By Tess Pennington
Not everyone is lucky enough to live in a temperate climates where they can create a year-round garden. Sometimes, we have to make do with what we have.
Using a cold frame is a great way to get a head start on starting your garden or used as a way to extend your growing season during those cooler months.
Cold frames are essentially a mini greenhouse where you utilize a transparent top (glass or plastic) to allow sunlight to come into the structure and prevent the heat to escape via convection that would otherwise occur, particularly at night. They create a microclimate that provides warmer air and soil temperature, as well as provides young plantlings with shelter from wind. In cold-winter or wet regions, these characteristics allow plants to be started earlier in the spring, and to survive longer into the fall and winter. The most simplistic way to create a cold frame to add a piece of glass over a box. However, the larger the cold frame is, the more plants you can grow.

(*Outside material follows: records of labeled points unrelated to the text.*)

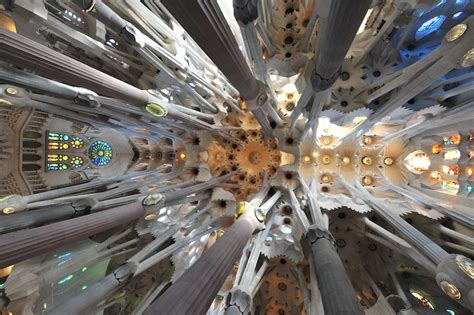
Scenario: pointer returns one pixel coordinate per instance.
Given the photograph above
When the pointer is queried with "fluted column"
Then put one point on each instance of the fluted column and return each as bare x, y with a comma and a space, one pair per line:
24, 52
337, 293
21, 245
195, 290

Here are a few tips to keep in mind:
- Location of the cold frame can maximize plant growth
- Set the frame on bricks to limit the exposure to soil and moisture
- Angling the top of your cold frame towards the south will help you collect more sunlight for your plants
- Cold frames should be at least 12-18 inches deep in order to grow vegetables
- Warning: be wary of window frames with lead paint. Lead paint can seep into soil where your plants grow. Tests for lead-based paints are available at hardware stores.
Salvaging windows or plastic sheeting is a great way to make due with supplies you already have on hand. Plastic will not insulate the plants as much as glass will. Further, glass will create a stronger structure. It will especially be good to use glass for areas where large amounts of snow occur.
There are different ways to build a cold frame and some are more permanent structures, and some cold frames can be moved for a temporary location. Therefore, do some research on your part to find which way is best for you.